South African reserve bank holds repo rate, warns of inflation risk

South Africa's central bank kept its benchmark repo rate unchanged at 7 percent on Tuesday, in line with expectations, saying the near-term outlook of inflation has deteriorated while the domestic growth outlook remained constrained.

Jacob Zuma
Governor Lesetja Kganyago said the near-term inflation outlook had worsened, and the growth outlook remained weak, but reiterated that the Monetary Policy Committee still held the view that it may be near the end of the hiking cycle.
"However should second round effects emerge that undermine the longer term inflation outlook there may be a reassessment of this view," Kganyago told a news conference after the committee's first meeting for the year.
"Furthermore, the MPC remains concerned that the longer-term inflation trajectory continues to be uncomfortable close to upper end of the target range."
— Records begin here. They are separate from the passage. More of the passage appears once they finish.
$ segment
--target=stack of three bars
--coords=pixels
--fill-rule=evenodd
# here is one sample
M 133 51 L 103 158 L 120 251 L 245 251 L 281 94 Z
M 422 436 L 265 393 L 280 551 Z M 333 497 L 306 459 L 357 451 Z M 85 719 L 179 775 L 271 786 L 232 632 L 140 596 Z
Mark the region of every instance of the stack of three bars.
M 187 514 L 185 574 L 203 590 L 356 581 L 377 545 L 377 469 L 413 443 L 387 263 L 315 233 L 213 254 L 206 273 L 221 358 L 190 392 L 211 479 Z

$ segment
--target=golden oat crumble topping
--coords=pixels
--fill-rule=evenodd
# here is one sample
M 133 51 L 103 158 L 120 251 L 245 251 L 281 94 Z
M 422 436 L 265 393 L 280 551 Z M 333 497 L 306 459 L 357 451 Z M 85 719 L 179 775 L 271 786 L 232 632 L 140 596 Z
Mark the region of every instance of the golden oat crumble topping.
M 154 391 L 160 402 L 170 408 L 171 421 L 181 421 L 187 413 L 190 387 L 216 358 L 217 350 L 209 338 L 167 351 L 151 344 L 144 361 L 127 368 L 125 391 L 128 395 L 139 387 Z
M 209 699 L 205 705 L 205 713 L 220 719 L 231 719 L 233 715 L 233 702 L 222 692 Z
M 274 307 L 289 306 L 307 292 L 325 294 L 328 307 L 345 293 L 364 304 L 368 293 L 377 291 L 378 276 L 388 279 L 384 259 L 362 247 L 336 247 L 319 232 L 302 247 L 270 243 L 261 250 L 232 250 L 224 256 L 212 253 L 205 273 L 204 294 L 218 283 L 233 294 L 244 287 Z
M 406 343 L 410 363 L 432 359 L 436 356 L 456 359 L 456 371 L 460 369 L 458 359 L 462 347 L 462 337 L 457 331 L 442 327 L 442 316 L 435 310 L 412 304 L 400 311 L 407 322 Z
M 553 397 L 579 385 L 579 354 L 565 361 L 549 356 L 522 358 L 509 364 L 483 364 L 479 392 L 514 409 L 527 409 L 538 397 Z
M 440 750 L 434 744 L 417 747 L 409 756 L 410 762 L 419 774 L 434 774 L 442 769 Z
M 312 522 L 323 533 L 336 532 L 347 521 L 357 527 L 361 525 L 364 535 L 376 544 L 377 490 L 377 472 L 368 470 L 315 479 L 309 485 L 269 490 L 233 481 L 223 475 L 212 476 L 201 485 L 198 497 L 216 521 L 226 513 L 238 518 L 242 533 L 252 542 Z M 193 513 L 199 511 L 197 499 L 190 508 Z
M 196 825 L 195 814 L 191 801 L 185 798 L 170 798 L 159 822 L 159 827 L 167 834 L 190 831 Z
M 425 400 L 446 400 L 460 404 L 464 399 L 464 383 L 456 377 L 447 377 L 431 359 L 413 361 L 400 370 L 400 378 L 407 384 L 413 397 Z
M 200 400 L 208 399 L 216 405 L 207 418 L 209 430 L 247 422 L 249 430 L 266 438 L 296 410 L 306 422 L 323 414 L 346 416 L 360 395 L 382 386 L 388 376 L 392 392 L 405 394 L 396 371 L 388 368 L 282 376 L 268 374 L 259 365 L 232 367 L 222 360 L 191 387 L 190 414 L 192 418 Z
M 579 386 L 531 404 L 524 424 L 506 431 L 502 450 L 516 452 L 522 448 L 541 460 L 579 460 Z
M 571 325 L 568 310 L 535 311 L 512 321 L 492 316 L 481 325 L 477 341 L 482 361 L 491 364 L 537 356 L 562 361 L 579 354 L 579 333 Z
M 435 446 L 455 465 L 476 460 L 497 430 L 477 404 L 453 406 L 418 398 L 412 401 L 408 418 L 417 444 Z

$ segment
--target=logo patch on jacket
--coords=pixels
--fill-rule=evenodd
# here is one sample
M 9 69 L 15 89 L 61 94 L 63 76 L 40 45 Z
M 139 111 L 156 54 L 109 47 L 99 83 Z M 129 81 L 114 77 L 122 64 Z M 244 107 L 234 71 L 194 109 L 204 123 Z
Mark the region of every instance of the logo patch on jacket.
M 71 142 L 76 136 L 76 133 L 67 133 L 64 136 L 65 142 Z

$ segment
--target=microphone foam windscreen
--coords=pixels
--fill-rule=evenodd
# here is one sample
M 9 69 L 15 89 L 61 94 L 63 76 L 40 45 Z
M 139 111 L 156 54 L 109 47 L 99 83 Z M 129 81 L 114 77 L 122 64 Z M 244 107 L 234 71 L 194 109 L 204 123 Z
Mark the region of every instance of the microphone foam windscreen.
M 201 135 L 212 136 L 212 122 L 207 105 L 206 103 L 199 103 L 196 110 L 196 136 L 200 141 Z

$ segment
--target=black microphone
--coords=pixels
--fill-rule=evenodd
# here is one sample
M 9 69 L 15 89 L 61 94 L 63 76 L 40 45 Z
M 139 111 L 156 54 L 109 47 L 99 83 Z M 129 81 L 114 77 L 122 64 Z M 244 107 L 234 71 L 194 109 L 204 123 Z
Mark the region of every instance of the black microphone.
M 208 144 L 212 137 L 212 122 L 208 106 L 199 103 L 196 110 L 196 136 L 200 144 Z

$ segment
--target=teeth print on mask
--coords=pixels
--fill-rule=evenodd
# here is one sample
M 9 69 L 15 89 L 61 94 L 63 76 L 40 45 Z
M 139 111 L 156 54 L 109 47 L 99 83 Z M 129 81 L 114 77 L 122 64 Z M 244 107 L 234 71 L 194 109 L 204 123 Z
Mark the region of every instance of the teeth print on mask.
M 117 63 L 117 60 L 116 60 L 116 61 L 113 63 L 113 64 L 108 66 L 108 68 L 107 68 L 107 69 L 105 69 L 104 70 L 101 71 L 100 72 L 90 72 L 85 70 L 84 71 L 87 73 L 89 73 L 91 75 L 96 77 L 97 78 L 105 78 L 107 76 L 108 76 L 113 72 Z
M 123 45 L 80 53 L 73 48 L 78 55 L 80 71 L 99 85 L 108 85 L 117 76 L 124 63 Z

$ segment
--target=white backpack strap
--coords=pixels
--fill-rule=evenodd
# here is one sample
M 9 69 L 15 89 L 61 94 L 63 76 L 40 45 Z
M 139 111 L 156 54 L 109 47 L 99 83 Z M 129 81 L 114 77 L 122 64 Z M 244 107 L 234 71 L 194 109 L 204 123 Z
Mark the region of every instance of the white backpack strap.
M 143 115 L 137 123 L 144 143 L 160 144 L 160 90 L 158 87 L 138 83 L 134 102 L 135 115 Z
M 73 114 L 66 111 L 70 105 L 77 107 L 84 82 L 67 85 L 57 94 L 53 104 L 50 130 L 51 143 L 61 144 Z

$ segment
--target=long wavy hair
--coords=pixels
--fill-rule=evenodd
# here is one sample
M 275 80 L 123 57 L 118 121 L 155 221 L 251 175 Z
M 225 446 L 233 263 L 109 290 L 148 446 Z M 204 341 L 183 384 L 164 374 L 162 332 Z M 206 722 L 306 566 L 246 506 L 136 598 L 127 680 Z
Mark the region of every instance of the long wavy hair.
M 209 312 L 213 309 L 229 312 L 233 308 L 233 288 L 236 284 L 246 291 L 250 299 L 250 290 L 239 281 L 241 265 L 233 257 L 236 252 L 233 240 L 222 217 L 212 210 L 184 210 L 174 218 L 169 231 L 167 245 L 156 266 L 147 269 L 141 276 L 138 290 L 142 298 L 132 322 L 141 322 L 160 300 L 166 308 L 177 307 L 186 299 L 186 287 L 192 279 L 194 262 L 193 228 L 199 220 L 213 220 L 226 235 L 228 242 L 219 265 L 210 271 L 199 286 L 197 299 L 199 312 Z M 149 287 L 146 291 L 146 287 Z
The rand extended gains slightly against the dollar to 1.1 percent, in response to the announcement that the repo rate had been left steady at 7 percent - a level is has been at since March, 2016.
All 27 economists polled by Reuters expected the repo rate to be kept on hold.
Kganyago said inflation is expected to average 6.2 percent in 2017, higher than a previous forecast of 5.8 percent.
The bank targets inflation of between 3-6 percent but a severe drought last year, low economic growth and a weakening currency have kept consumer prices elevated.
The bank forecast the economy to grow 1.1 percent in 2017 compared with a projection of 1.2 percent in November. The bank has projected growth at 0.4 percent for 2016.